VFD:http://www.electricmotorwholesale.com/9543-KBDA-27D/

Motor:http://www.electricmotorwholesale.com/LEESON-113026/

Mounted on homemade box/wheels so I can scoot it around the garage.


----------



## scott.livesey (May 21, 2017)

DSChief said:


> +1 on the Coote, I went with the 2x48
> 
> VFD:http://www.electricmotorwholesale.com/9543-KBDA-27D/
> 
> ...



cute, just what i would expect from a black shoe. LOL(i am retired AT) good looking setup.
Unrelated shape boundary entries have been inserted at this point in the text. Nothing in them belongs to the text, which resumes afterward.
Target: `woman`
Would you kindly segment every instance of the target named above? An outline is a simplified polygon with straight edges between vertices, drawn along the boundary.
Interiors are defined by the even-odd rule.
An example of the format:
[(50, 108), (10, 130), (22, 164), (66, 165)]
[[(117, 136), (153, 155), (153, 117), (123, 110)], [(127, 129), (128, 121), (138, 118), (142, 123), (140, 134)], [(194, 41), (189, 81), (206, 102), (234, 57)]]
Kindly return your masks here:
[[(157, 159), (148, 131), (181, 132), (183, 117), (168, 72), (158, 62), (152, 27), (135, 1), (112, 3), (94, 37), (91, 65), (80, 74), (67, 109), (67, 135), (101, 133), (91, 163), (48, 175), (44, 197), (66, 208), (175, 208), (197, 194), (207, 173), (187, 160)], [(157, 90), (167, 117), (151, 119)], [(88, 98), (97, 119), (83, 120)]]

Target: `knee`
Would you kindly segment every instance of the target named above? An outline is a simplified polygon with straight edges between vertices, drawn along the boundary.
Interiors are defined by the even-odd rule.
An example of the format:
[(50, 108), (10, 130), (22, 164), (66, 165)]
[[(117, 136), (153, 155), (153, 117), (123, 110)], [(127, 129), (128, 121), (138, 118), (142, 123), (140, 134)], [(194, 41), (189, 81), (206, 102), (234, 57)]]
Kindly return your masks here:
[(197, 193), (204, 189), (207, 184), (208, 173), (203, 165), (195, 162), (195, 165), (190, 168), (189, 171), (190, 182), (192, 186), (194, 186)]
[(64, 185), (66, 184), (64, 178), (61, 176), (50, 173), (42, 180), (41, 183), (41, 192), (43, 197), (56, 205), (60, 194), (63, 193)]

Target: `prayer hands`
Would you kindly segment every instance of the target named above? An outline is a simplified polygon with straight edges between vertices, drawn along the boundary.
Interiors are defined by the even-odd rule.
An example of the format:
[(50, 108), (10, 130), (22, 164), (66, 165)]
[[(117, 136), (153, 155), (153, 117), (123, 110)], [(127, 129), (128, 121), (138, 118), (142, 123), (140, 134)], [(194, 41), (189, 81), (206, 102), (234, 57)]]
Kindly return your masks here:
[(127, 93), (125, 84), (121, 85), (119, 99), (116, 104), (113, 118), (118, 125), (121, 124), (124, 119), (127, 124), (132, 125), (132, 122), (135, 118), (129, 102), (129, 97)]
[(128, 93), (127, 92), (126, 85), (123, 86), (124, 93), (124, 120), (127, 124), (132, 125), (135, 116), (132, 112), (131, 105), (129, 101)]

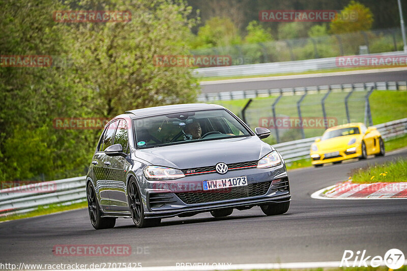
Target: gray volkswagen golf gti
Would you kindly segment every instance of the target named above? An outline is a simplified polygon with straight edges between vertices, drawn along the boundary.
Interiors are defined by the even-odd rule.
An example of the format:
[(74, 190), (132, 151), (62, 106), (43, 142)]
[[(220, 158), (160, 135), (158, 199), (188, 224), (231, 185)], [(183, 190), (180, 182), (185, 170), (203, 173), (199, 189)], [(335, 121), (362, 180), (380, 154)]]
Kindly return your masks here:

Blaze are good belts but 4x36 is not a stock size. Best bet is Zirconia Alumina in grits up to 180, then Silicon Carbide for grits up to 800. 
My 2x72 is a Wilmont LB1000 that cost $800 and I found a 1 1/2 Hp motor and VFD for less than $300. Whatever you decide, allow an extra $100 or so for stuff like wire, wire nuts, switches, junction boxes, mounting bolts and nuts. another $200 for belts.
scott


----------



## Bensbites (May 21, 2017)

scott.livesey said:


> cute, just what i would expect from a black shoe. LOL(i am retired AT) good looking setup.
> 
> Blaze are good belts but 4x36 is not a stock size. Best bet is Zirconia Alumina in grits up to 180, then Silicon Carbide for grits up to 800.
> My 2x72 is a Wilmont LB1000 that cost $800 and I found a 1 1/2 Hp motor and VFD for less than $300. Whatever you decide, allow an extra $100 or so for stuff like wire, wire nuts, switches, junction boxes, mounting bolts and nuts. another $200 for belts.
> scott



Great advice. Thanks. I have a custom magnetic knife bar in the works for a client. Several handle installs, and finally some "thank you" gift handles I have to make for a few folk who have helped me out. Then I will get to this blade thingy...


----------